Court Opinion

ID: 3388866
Source: CourtListenerOpinion
Date Created: 2016-07-05 18:46:59.790575+00
Date Added: 2024-06-11T12:13:25.129953
License: Public Domain

On Rehearing Granted.
The charging part of the declaration here in question states that defendant was operating a beauty parlor where human hair was dressed and cared for; that plaintiff was a patron of the parlor during the years of 1945, 1946 and 1947. In 1945 and subsequent on divers occasions defendant applied a lacquer on plaintiff's hair.
The record shows:
"* * * that the defendant knew, or by the exercise of reasonable care and diligence ought to have known, that the said lacquer would, if allowed to come into contact with the scalp, have a harmful and injurious effect thereon and would thereby injure and harm the hair by reason of its effect upon the scalp; that the defendant so carelessly and negligently applied said lacquer to plaintiff's hair that the same on many and divers occasions came into contact with her scalp and did thereby permanently injure plaintiff's hair and scalp and did thereby cause her great embarrassment, humiliation and mental anguish, and also, by reason of the premises, plaintiff has been obliged to and did necessarily lay out and expend divers sums of money in and about endeavoring to have the growth of her hair restored; * * *"

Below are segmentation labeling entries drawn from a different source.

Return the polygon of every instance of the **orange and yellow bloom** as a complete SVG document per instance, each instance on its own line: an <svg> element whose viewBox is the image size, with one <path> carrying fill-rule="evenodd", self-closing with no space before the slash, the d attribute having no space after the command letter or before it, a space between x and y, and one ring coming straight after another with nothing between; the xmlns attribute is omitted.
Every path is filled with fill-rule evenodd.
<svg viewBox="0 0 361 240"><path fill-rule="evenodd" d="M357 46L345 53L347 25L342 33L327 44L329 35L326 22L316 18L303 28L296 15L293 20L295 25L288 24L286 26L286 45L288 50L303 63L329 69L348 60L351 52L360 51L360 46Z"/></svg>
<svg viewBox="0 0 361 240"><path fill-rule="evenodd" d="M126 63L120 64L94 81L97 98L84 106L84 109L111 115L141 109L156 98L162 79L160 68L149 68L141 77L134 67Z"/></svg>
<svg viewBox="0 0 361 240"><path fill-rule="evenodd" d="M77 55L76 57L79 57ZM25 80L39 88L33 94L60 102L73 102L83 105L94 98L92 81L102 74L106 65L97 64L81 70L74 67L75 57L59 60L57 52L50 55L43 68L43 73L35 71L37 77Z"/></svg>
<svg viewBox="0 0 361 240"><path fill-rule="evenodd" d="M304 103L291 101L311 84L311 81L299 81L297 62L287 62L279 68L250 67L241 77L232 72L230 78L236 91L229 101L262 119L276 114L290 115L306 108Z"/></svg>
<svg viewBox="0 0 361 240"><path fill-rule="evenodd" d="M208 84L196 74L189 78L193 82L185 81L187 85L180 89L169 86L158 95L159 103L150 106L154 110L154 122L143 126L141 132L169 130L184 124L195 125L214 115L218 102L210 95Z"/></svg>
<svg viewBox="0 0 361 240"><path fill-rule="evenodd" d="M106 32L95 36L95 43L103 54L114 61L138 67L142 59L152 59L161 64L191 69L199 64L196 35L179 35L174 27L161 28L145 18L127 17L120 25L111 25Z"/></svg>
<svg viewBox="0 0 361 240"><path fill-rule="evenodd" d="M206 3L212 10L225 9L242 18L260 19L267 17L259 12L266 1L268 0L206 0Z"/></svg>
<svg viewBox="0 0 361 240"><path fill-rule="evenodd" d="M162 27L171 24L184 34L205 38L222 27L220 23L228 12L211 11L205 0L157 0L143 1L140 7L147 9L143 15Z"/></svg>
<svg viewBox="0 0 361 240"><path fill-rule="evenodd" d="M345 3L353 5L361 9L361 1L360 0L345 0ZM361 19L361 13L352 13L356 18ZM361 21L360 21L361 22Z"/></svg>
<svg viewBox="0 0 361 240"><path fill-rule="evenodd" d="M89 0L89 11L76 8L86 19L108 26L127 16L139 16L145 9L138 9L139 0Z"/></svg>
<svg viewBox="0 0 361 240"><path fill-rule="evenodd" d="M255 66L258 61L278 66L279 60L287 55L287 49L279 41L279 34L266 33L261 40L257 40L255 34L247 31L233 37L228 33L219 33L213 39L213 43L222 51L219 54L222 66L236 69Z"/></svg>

It is urged that the declaration is fatally defective because it failed to allege, as a fact, that the lacquer would be injurious if allowed to come in contact with the scalp.
The declaration is not exactly according to Andrews Stephen's Principles of Pleading. It could be more exact and positive in its averments however there is room for difference of opinion relative to its sufficiency and we will not hold it fatally bad and visit the harsh result upon the plaintiff.
The judgment is reversed for further proceedings.
Reversed.
TERRELL, CHAPMAN, and BARNS, JJ., concur.
THOMAS, C.J., and SEBRING and HOBSON, JJ., dissent.